San Jose - It will be a challenge for Costa Rican President Oscar Arias to mediate discussions between two Honduran rivals on Thursday, with both willing to talk but reluctant to set aside their demands. Ousted Honduran President Manuel Zelaya and former Honduran Congress speaker Roberto Micheletti - the man designated to head the government after Zelaya was ousted in a military coup June 28 - were expected to arrive in Costa Rican capital San Jose Wednesday, ahead of formal talks with Arias Thursday.
Both have accepted Arias' offer to lead mediation efforts backed by the United States, but neither is ready to set aside individual demands.
"I am not going to negotiate. I am not going to betray my principles or those of my people," Zelaya said Tuesday in Washington. "There are things that are non-negotiable.

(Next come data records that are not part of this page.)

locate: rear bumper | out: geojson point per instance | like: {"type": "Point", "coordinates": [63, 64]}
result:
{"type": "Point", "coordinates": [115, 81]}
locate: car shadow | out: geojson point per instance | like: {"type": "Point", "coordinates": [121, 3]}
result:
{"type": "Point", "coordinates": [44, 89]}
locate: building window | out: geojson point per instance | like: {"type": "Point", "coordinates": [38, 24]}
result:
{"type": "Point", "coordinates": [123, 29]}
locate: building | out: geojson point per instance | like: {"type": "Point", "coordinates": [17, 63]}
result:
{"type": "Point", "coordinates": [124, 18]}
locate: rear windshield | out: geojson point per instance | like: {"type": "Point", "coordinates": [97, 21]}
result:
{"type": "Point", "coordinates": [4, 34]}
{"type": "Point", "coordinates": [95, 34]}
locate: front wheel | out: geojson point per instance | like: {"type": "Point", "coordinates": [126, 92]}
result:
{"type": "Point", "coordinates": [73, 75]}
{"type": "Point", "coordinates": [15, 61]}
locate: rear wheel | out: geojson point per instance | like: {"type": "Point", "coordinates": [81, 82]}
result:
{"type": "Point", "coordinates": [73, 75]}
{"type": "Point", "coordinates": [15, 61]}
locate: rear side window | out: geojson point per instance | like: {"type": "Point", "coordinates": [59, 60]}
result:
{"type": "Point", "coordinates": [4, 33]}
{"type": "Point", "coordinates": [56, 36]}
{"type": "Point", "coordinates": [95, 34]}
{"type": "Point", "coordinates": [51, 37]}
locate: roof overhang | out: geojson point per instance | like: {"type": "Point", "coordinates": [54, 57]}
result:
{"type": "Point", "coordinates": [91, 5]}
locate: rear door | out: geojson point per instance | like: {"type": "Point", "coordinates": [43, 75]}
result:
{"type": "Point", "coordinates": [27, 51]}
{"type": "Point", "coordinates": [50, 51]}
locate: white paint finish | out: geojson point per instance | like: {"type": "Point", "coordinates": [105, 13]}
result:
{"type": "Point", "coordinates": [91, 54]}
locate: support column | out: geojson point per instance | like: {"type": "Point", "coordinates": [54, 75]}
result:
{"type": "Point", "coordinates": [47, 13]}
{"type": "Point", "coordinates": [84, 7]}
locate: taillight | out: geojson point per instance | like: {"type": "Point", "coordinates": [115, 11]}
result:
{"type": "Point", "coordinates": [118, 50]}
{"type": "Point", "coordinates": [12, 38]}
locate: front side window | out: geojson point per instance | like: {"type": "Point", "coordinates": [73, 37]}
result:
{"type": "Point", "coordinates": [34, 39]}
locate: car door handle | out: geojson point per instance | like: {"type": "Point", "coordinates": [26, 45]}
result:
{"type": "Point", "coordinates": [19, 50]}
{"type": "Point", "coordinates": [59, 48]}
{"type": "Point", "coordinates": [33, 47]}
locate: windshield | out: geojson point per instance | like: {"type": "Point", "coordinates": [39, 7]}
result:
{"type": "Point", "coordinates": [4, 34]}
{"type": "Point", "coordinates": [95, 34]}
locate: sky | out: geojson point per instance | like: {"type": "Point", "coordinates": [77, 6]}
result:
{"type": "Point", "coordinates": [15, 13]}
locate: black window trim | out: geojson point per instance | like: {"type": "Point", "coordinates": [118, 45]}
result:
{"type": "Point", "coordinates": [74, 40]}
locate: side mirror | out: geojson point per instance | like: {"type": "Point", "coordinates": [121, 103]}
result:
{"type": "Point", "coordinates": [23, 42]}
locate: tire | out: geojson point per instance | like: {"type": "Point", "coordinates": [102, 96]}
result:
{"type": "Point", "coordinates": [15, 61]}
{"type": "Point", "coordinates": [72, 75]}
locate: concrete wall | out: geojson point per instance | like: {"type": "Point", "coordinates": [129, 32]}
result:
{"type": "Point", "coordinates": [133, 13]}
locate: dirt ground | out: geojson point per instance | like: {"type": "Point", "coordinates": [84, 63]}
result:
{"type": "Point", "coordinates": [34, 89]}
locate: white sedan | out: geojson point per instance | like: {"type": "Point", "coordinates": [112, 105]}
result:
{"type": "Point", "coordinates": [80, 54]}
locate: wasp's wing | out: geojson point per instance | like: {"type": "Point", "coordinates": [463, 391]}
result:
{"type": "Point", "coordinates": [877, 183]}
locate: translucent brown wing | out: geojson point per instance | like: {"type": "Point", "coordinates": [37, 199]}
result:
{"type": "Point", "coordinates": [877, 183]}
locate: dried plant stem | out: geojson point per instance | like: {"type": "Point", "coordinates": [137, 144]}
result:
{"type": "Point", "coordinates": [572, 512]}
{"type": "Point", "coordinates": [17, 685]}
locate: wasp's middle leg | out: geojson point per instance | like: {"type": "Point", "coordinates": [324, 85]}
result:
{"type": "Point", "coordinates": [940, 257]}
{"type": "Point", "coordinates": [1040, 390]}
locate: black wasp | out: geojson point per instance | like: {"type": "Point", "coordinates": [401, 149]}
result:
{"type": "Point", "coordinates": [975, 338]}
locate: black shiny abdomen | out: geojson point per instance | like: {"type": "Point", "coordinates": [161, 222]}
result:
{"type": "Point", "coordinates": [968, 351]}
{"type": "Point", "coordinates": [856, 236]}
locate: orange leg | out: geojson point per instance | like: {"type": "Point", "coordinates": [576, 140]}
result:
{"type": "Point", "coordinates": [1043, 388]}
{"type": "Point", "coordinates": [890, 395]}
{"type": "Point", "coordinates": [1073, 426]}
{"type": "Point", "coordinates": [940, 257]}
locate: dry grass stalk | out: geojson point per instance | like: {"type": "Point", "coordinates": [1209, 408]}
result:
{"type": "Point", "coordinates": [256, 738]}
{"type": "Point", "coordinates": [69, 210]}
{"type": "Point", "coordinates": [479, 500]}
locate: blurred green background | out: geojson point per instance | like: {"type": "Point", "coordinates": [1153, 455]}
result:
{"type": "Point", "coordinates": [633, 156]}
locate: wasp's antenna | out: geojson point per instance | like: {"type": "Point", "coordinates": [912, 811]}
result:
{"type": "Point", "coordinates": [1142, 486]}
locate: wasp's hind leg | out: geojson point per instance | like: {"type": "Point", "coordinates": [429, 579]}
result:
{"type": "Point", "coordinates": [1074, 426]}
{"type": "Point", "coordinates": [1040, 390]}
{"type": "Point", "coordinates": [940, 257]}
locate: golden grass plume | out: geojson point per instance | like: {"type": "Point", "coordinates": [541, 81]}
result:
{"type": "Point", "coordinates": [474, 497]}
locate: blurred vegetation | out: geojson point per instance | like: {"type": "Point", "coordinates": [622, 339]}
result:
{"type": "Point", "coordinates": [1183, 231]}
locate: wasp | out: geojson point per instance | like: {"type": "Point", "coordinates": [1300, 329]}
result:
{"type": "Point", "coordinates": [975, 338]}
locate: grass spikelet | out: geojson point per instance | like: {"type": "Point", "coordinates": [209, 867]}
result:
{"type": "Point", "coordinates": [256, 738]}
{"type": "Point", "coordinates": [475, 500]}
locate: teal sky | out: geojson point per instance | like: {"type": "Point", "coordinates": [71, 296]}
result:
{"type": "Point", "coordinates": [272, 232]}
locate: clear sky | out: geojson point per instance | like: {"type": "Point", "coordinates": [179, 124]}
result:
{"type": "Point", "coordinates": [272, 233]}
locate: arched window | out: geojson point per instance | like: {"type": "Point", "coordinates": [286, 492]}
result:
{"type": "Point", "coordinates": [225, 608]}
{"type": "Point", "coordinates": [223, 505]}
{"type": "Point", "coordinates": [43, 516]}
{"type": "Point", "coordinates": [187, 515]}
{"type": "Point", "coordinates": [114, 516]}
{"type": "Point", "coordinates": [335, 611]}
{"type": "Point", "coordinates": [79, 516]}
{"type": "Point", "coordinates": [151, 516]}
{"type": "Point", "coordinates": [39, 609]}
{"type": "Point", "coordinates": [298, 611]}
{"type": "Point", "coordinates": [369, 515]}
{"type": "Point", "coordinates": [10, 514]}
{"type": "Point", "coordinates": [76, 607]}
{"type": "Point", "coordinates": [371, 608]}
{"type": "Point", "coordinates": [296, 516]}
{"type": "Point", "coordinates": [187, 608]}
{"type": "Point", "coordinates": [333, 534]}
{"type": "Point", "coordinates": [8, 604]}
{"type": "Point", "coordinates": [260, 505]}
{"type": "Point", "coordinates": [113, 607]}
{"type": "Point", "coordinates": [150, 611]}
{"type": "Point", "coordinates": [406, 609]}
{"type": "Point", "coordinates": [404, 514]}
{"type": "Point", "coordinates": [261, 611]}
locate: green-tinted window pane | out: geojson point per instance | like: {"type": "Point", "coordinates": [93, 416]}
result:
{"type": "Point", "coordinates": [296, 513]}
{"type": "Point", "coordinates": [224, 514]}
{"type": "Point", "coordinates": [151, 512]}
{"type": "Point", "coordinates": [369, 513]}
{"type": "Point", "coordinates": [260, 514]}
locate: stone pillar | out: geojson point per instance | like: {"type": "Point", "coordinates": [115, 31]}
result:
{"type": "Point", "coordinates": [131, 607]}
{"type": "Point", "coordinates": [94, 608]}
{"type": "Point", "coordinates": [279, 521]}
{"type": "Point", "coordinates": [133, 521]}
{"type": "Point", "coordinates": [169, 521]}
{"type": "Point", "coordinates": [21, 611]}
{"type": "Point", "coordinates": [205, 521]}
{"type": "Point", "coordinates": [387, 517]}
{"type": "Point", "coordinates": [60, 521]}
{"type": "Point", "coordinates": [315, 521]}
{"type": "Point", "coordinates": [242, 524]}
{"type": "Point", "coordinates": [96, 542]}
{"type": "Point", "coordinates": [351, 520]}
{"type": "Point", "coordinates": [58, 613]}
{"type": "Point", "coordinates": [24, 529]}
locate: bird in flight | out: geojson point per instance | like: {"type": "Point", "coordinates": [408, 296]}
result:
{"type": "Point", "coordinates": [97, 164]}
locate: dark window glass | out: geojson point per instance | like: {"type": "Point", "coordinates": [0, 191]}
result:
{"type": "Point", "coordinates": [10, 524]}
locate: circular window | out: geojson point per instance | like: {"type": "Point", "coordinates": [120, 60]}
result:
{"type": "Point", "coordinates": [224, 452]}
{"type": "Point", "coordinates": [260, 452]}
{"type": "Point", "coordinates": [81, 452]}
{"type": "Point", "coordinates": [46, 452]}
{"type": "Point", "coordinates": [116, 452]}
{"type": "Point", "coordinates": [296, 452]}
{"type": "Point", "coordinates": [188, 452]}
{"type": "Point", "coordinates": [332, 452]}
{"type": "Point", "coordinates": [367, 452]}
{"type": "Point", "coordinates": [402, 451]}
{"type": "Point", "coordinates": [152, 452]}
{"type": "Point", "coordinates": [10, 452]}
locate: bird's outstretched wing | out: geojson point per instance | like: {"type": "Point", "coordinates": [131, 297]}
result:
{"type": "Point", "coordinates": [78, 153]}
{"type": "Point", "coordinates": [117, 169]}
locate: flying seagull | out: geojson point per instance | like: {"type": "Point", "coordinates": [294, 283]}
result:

For example, the restoration of the presidential system."
For Zelaya, Arias' main task is planning "the exit of the coup perpetrators from the country."
Micheletti said in Honduran capital Tegucigalpa that he was willing to talk to Arias, who he said had "an unblemished behaviour record and is a man of great credibility at the global level."
"We have the greatest interest for there to be peace and calm in our country, that is our intention when we sit down to negotiate," Micheletti said.
But he added that Zelaya's return to Honduras was non-negotiable "unless it is to turn himself in to justice officials." Micheletti has repeatedly said that Zelaya would be arrested as soon as he sets foot on Honduran territory.
Micheletti also reacted to the suggestion by the head of the Honduran Supreme Court that Zelaya - who is being charged with treason, abuse of authority and corruption - be granted amnesty by Congress.
"An amnesty can be political, but it cannot deal with legal issues or with crimes that were committed. That cannot be negotiated under any circumstance, with anybody," Micheletti said.
US Secretary of State Hillary Rodham Clinton, who met with Zelaya in Washington Tuesday, said Arias' role as current president of the Central American Association made him the "natural person" to take on the mediating effort.
The Social Democrat Arias, 68, is serving a second stint as Costa Rican president, after a first term from 1986 to 1990. He received a Nobel Peace Prize in 1987 for his effort to end the civil war in El Salvador.
Arias knows that his latest mediation task will not be easy. "I do not know how long the meetings are going to last. However, experience tells us that you need to be patient to generate trust between the parties," he said.